L'année suivante, vos nouvelles fonctions vous amènent à devenir évêque anglican de Johannesburg. Dans le même temps, infatigable voyageur et messager de paix, vous multipliez les déplacements à l'étranger et vous appelez le monde à choisir la voie pacifique des sanctions, sanctions économiques, pour contraindre le régime d'apartheid au compromis. La violence vous fait en effet horreur et vous dénoncez en 1985 l'horrible supplice du "collier", les attentats à la bombe ainsi que les tensions qui se développent au sein des communautés noires, au point de menacer de quitter le pays si ces pratiques continuent. Vos appels à la négociation commencent à être entendus et vous rencontrez à plusieurs reprises en 1986 Monsieur BOTHA, ainsi que la direction en exil du Congrès national africain et du Congrès panafricain. Cette même année, vous êtes élu archevêque anglican du Cap.

Les temps qui précèdent la libération de Nelson MANDELA vous voient à Lusaka, appelant l'ANC à renoncer à la lutte armée, mais aussi en Europe, j'en ai le souvenir, pour plaider la rupture des relations diplomatiques avec l'Afrique du Sud et l'instauration de sanctions économiques et financières. Ils vous voient aussi en tête des marches de protestation pacifique qui vous valent d'être pris à partie par la police anti-émeutes devant une église de Gugulethu.

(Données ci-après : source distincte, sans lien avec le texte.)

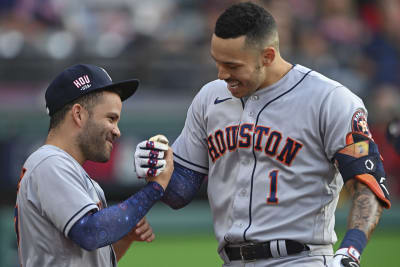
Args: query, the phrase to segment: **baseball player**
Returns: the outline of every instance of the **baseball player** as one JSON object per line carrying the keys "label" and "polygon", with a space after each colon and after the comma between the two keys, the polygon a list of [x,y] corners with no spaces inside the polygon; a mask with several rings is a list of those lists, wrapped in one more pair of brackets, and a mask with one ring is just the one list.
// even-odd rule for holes
{"label": "baseball player", "polygon": [[103,190],[82,168],[86,160],[109,160],[121,135],[122,101],[137,87],[137,80],[112,83],[104,69],[79,64],[47,88],[46,144],[26,160],[18,184],[14,221],[21,266],[116,266],[133,241],[154,239],[144,215],[170,179],[167,145],[149,144],[166,151],[163,173],[118,205],[107,207]]}
{"label": "baseball player", "polygon": [[393,118],[386,127],[387,140],[393,145],[400,155],[400,119]]}
{"label": "baseball player", "polygon": [[[359,266],[382,208],[390,207],[362,100],[285,61],[273,17],[250,2],[220,15],[211,56],[219,80],[201,88],[188,110],[162,200],[183,207],[208,176],[224,266]],[[140,162],[147,162],[146,144],[137,147],[136,169],[157,175]],[[333,253],[343,184],[353,203]]]}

Votre action ne s'interrompt pas avec l'ouverture du processus de paix intérieure annoncée par le Président de KLERK le 10 février 1990. Ainsi, vous plaidez la réconciliation entre l'ANC et l'Inkatha. Et depuis décembre 1995, vous présidez avec tout votre talent et toute votre conviction la Commission pour la vérité et la réconciliation, institution sans précédent, à ma connaissance dans l'histoire de l'humanité et dont la mission est de faire la lumière sur toutes les horreurs commises, pendant cette période, de tous côtés, au temps de l'apartheid et d'accorder le pardon aux repentants. Cette commission achèvera bientôt ses travaux et vous remettrez alors au Président MANDELA votre rapport, oeuvre de mémoire, de pardon et d’espoir pour l’avenir de la nouvelle Afrique du Sud.

Monseigneur, je salue en vous un homme qui a porté très haut le message de l'évangile au coeur de l'action, un homme qui a été et qui reste la conscience et l'inspiration de l'Afrique du Sud, un homme de dignité. A travers moi, c'est la patrie des Droits de l'Homme et du citoyen qui tient à rendre un hommage solennel à ce que votre combat pour une Afrique du Sud réconciliée dans la démocratie a de profondément universel.

Voilà pourquoi, cher Monseigneur, je suis heureux de vous remettre maintenant cette plaque de Grand Officier de la Légion d'Honneur.

Monseigneur Desmond Mpilo TUTU, au nom de la République française, nous vous élevons à la dignité de Grand Officier de la Légion d’Honneur.